図7の左側の図は、右側の図のB部の拡大図である。
【0047】
界磁コイル46に
図7の右の図に示される方向に界磁電流が流されると、図で左側の界磁コア40からは、内周側の突出部42から図の右方向に磁束が流れ、図で右側の界磁コア40からは、内周側の突出部42から図の左方向に磁束が流れる。このように、左右の界磁コイル46に流される電流は、左右の界磁コイル46が生成する磁束の流れる向きが互いに逆になるように設定される。
【0048】
図7の界磁コイル46への電流の向きの設定の場合には、左右の界磁コア40の内周側の突出部42から磁束がロータ20のロータコア22に互いに向かい合う方向で流れ込む。互いに向かい合う方向で流れ込んだ磁束は、永久磁石24を経て、径方向に平行な流れとなって、ステータコア32の外周側に向かう。
【0049】
このように、界磁コイル46に界磁電流を流すことで、ロータ20に磁束を供給することができる。ステータ30の電機子コイル34によって生成される磁束に対し、界磁コイル46によって供給される磁束が同じ方向であれば、いわゆる強め界磁となる。逆に、ステータ30の電機子コイル34によって生成される磁束に対し、界磁コイル46によって供給される磁束が反対方向であれば、いわゆる弱め界磁となる。
【0050】
次に、径方向に平行な流れとなってステータコア32の外周側に向かった磁束は、ステータコア32の外周側で、今度は、左右の界磁コア40の外周側の突出部44へ向かう。そのときに、磁束の流れの方向が変わる。その磁束の流れの変化によって、渦電流が生じる。このように、渦電流は、ステータコア32の外周部で、磁束の流れる向きが径方向から軸方向に変える箇所で生じる。

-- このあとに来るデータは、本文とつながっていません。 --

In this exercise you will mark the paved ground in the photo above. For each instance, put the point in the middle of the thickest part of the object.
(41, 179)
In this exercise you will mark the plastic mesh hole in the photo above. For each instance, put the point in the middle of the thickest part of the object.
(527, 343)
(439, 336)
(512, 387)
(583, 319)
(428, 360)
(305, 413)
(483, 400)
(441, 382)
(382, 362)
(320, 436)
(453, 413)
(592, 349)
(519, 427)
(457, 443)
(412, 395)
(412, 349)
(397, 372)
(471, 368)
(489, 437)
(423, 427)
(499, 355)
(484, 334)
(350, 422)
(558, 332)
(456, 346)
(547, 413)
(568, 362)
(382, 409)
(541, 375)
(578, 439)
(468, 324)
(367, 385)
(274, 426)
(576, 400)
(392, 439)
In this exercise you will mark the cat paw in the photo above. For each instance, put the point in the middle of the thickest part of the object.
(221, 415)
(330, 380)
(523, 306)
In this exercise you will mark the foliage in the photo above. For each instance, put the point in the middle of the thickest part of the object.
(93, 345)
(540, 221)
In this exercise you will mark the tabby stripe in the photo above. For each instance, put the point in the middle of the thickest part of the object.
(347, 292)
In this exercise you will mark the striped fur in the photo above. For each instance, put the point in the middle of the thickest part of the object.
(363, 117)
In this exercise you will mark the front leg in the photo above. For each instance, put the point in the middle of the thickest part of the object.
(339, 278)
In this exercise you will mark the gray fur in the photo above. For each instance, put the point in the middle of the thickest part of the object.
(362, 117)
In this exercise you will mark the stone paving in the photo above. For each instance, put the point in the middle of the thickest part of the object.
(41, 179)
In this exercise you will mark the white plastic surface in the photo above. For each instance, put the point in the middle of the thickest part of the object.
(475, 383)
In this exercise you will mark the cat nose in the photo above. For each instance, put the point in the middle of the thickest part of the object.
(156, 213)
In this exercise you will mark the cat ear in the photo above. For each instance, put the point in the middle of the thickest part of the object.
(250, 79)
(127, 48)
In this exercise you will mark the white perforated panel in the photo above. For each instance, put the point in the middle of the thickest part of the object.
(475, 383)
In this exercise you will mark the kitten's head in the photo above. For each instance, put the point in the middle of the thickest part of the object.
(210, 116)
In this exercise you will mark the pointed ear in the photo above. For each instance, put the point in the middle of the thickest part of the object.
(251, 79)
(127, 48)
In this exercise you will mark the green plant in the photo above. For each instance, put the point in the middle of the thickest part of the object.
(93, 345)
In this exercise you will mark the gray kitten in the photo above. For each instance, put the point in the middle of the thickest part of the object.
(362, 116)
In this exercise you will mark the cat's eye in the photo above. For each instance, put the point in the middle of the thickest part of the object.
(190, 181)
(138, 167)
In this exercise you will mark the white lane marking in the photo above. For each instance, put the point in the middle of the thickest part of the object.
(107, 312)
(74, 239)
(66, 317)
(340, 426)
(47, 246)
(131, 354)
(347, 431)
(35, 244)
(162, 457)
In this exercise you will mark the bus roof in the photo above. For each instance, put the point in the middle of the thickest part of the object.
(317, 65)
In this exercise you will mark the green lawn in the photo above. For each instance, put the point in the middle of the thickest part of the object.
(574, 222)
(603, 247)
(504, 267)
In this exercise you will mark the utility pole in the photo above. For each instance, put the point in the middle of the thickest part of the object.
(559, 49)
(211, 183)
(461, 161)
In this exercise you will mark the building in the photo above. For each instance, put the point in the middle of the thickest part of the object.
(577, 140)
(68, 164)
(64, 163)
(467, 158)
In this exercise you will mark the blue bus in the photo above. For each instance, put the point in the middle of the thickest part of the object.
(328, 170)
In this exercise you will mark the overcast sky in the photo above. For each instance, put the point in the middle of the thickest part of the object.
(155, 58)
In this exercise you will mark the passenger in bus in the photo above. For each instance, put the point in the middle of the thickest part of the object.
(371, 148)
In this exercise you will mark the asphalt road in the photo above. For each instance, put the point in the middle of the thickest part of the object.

図7に示されるように、その箇所は、ステータコア32と界磁コア40の外周側の突出部44が接する箇所から、ステータコア32の内部に入ったところである。
【0051】
その渦電流が発生しやすい箇所に、固定部材50が配置される。固定部材50は、圧粉磁心体で構成されるので、ステータコア32を構成する電磁鋼板のままの場合に比べ、渦電流の発生を少なくでき、鉄損を抑制できる。
【0052】
図8と
図9は、
図7におけるF点とG点における磁束の変化の様子を示す図である。F点は、界磁コア40の外周側の突出部44の根元部の位置で、ステータコア32を径方向に流れてきた磁束が方向を軸方向に変えて、再び界磁コア40に戻ってきた位置に当る。G点は、界磁コア40の内周側の突出部42の先端部の位置で、界磁コイル46によって生成された磁束がロータコア22に流れ出す位置に当る。
【0053】
図8と
図9の横軸は、回転電機10が回転動作するときの電気角で、縦軸は、磁束密度である。回転動作するときの電気角は、時間に換算できるので、
図8と
図9は、磁束密度の時間的変化を示す図に相当する。
【0054】
図8から、F点においては磁束密度の時間変化があることが分かる。したがって、その上流側で、磁束の流れの方向が変化するところでは、さらに大きな磁束密度の時間的変化が生じていることが推測される。その箇所が電磁鋼板のままであれば、大きな渦電流が生じ、大きな鉄損が生じることになる。その箇所に、電磁鋼板に代えて、圧粉磁心体である固定部材50を配置することで、渦電流の発生を少なくし、鉄損を抑制することができる。
【0055】
これに対し、
図9に示されるように、G点では、磁束密度の時間的変化がほとんど認められない。このように磁束密度の時間的変化がほとんどないところでは、渦電流もほとんど発生せず、鉄損もほとんど認められない。このような箇所には、圧粉磁心体を用いる必要がなく、電磁鋼板よりも安価な塊状鉄心を用いることができる。これが、界磁コア40に塊状鉄心を用いることができる理由である。
【0056】
このように、大きな渦電流の発生がある箇所には、圧粉磁心体を用い、渦電流がほとんど発生しない箇所には塊状鉄心を用いることができる。このように、磁束変動に応じた材質の使い分けを行なうことで、従来技術のように、圧粉磁心体の界磁コアを用いるに比べて、圧粉磁心体の使用を抑制できる。また、鉄損を抑制しながらコスト低減を図ることができる。